Oh, I almost forgot the best part. We had to do the book report (see previous gripe about Barnes and Noble). A young woman stood up after me and said "When I went looking in my part of the store at Barnes and Noble, I couldn't find my books either." I looked up, suprised. Then she said, "I'm gay. I was going to talk about Lebian Couples, too. But since you've already done my book, let me tell ya'll about another." This beautiful, brave lesbian stood up in class to say she was gay. I am in awe. What tremendous courage -- she'll be in classes with everyone for the next two years. And she found the courage to claim her identity today.

4 comments:

  1. This is beautiful! sounds like a very meaningful experience for everyone. Thank you for sharing.

    ReplyDelete
  2. Wow! Sounds like the course went really well and helped everyone grow -- that's so great!

    ReplyDelete
  3. Yay you and YAY for the wonderful woman who stood up and came out.
    It sounds like hearts and minds were opened by that class all round.
    Score one for the light.

    ReplyDelete
  4. I paused on posting a comment on this when I first read it. I wanted to think about my response, and try to find a way to be articulate...I don't know that I have, but after reading Cameron's take on the event I felt like I could without anyone feeling I put words into there....blog? (and the new building project has kept me away from any down time other than with Megan.)

    The love between the two of you is palpable. You see it in both of your writings. It pours out on the page. You see it in the photographs.

    I've seen that writing before. I've seen those photographs....I've been in them. We were the couple everyone envied. And it wasn't a lie...it still isn't. But I've realized and put word to it that we on this side of the relationship never transition alone. Our spouses, lovers, children, friends and co-workers transition with us as well.... albeit unwillingly.

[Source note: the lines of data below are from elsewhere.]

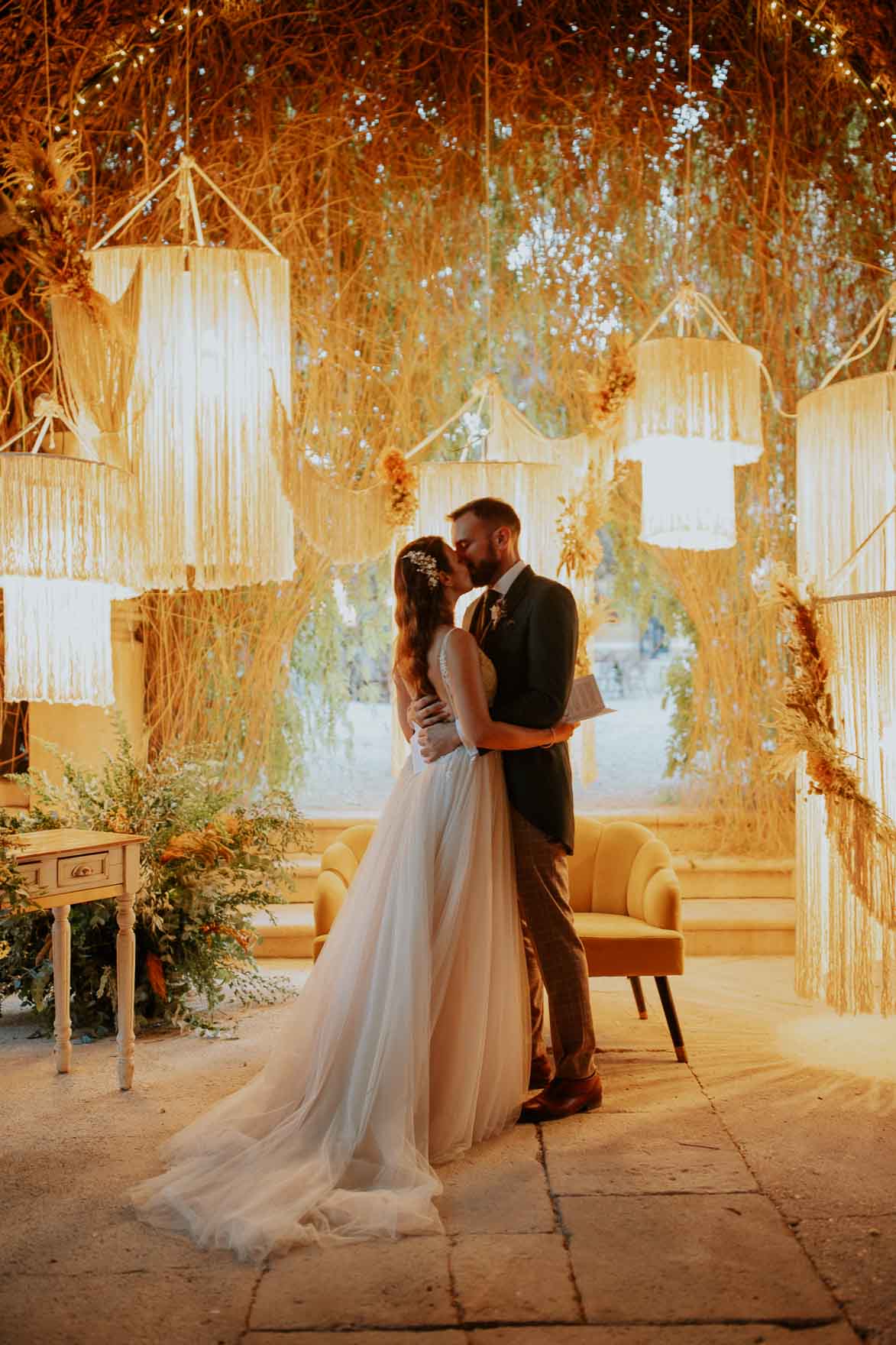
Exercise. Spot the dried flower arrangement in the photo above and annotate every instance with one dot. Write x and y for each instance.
(44, 212)
(862, 835)
(403, 488)
(581, 552)
(613, 382)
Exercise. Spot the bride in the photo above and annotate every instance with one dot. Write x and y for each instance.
(409, 1042)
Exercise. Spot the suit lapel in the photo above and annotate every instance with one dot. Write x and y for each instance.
(517, 592)
(474, 617)
(510, 603)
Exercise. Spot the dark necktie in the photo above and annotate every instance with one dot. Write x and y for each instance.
(484, 617)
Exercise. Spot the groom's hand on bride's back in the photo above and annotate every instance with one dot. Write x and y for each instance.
(438, 740)
(436, 732)
(427, 711)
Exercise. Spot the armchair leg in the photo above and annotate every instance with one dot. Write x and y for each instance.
(671, 1017)
(639, 996)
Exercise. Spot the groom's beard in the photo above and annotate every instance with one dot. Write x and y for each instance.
(484, 572)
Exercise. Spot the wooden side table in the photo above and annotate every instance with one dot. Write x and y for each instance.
(72, 867)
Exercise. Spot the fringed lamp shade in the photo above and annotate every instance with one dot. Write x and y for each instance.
(846, 483)
(846, 545)
(212, 374)
(693, 416)
(66, 550)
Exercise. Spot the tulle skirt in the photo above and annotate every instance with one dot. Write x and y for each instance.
(408, 1044)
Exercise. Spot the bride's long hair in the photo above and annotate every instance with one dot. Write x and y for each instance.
(420, 607)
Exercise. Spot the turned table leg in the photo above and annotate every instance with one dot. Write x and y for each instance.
(125, 967)
(62, 986)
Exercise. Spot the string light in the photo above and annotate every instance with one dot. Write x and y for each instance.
(876, 100)
(135, 56)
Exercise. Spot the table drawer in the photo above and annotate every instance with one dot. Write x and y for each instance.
(89, 870)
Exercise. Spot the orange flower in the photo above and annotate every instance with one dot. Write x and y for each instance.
(157, 975)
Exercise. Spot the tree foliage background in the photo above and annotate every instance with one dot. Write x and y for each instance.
(627, 147)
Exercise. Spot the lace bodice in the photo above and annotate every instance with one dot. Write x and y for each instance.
(486, 667)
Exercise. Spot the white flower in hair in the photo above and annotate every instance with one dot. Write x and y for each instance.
(427, 566)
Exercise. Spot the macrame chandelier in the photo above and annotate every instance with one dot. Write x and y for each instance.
(66, 552)
(846, 546)
(693, 416)
(205, 409)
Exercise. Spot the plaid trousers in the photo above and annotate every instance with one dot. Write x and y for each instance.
(555, 957)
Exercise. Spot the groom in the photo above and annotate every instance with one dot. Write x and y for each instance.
(529, 628)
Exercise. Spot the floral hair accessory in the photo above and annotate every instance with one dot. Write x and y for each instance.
(427, 566)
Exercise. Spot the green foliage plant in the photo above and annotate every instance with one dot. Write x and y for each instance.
(206, 867)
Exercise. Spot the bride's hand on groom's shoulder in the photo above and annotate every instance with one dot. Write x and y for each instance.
(427, 711)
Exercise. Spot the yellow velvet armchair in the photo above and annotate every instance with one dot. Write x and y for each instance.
(623, 891)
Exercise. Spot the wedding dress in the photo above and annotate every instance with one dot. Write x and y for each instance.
(408, 1044)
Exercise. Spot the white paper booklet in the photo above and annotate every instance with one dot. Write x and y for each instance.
(586, 701)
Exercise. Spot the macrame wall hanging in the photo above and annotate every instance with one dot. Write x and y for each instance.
(202, 412)
(693, 416)
(67, 550)
(846, 545)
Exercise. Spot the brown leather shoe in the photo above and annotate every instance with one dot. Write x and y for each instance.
(541, 1072)
(564, 1098)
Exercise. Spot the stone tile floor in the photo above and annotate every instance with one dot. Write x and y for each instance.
(746, 1198)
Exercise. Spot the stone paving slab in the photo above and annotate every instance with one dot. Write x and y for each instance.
(435, 1337)
(755, 1334)
(643, 1153)
(691, 1258)
(498, 1188)
(381, 1283)
(203, 1306)
(857, 1258)
(516, 1278)
(654, 1081)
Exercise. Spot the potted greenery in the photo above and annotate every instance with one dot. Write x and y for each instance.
(208, 865)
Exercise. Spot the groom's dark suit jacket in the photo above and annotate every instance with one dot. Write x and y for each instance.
(533, 647)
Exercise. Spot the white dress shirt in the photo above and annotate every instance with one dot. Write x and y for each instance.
(502, 585)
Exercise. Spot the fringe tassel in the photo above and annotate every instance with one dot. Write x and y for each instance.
(201, 426)
(95, 361)
(66, 518)
(691, 387)
(846, 456)
(57, 642)
(846, 883)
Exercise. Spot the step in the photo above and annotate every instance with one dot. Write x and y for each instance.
(286, 931)
(739, 927)
(728, 876)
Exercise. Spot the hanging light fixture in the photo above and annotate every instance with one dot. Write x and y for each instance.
(208, 405)
(693, 416)
(66, 552)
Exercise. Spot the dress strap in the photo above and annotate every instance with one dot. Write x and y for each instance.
(443, 658)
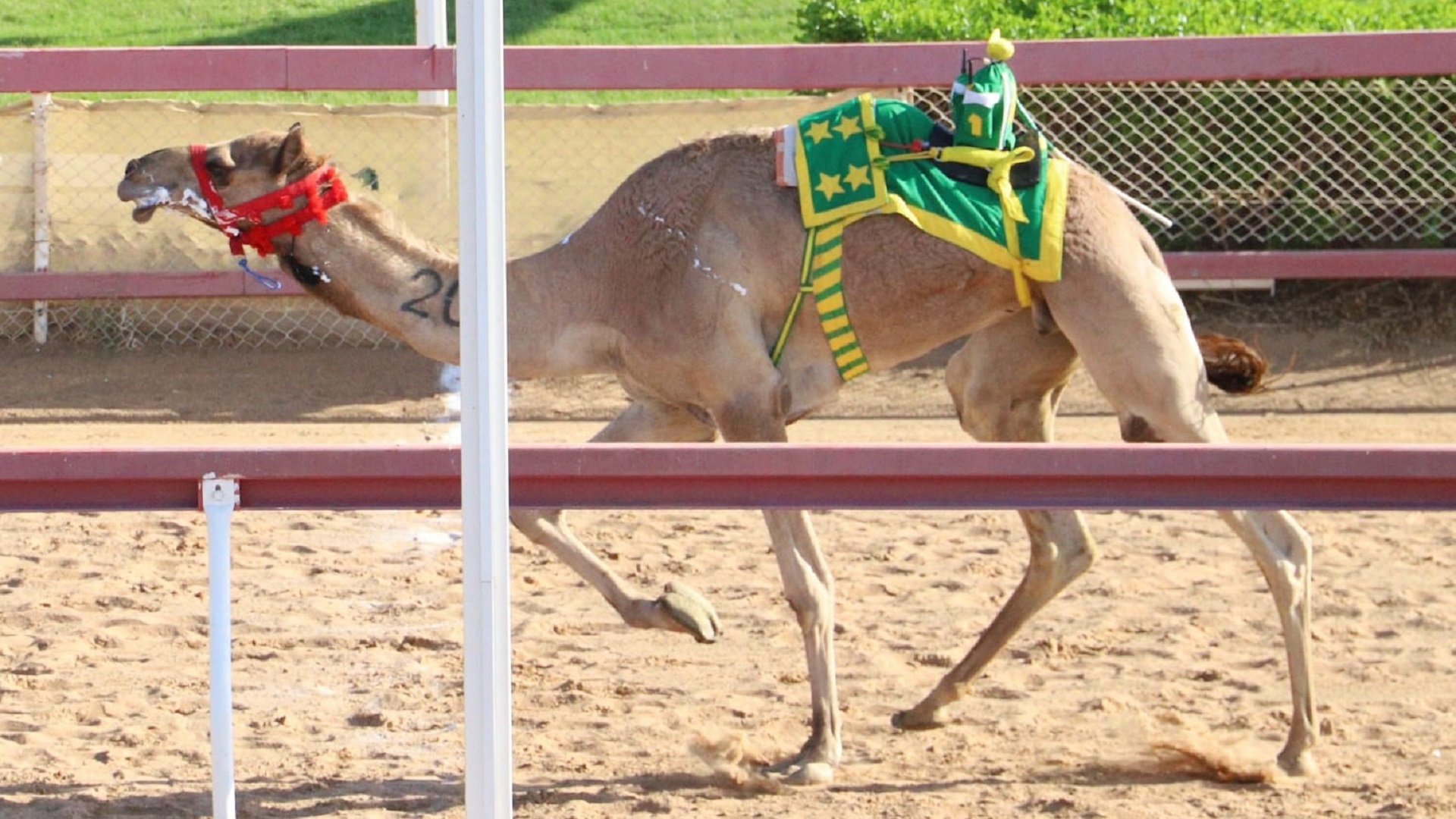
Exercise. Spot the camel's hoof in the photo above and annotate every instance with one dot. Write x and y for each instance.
(810, 774)
(692, 611)
(1299, 764)
(912, 720)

    ......My wife who I still love very much and who still loves me very much is still looking for door number three. And I don't see that there is one..... I've already transitioned.

    And I -THINK- SammieJoe scared you because part of it may have been that feeling on your part. Is there a door number 3? Has Cameron already transitioned? What about us? What about me?

    And if my thoughts are true, those are exceptionally valid ways to feel. These days it is my firm belief that the moment someone says to themselves "I am trans", they are, and they have. They've stepped over that mystical threshold between the nominative world and ...well..the twilight zone. My feeling based on this reasoning is that Cameron has transitioned.

    Has he modified his structure? Not to my knowledge. But he's not the first transperson I've met who hasn't, but still identifies as the opposing gender to their physique.

    Is Cameron different from the person you fell in love with? When he holds you close do you feel any different? Does a pronoun make that much difference?

    So if he's basically the same person you fell in love with, how far through the transition are you willing to go, given what you probably already know about FtM transitions? Is there some line in the sand?

    If not, don't doubt him or you. He still loves you deeply, and that will never change...or at least not because of this. You will be who he wants for the rest of his life. To be by his side. To be the last person he sees before he sleeps and the first person he seeing when he wakes....

    I wish I was as lucky as you and Cameron. I dearly love Megan..... but I also still love my wife. And I know if she hadn't made it clear that she couldn't be beside me on this path I would never have left, and never have been with Megan. I love them both now.... I just know one of them can't live with me, and it hurts deeply...even when I tell her I understand.

    Love him always... for both of you. What you have will never come again.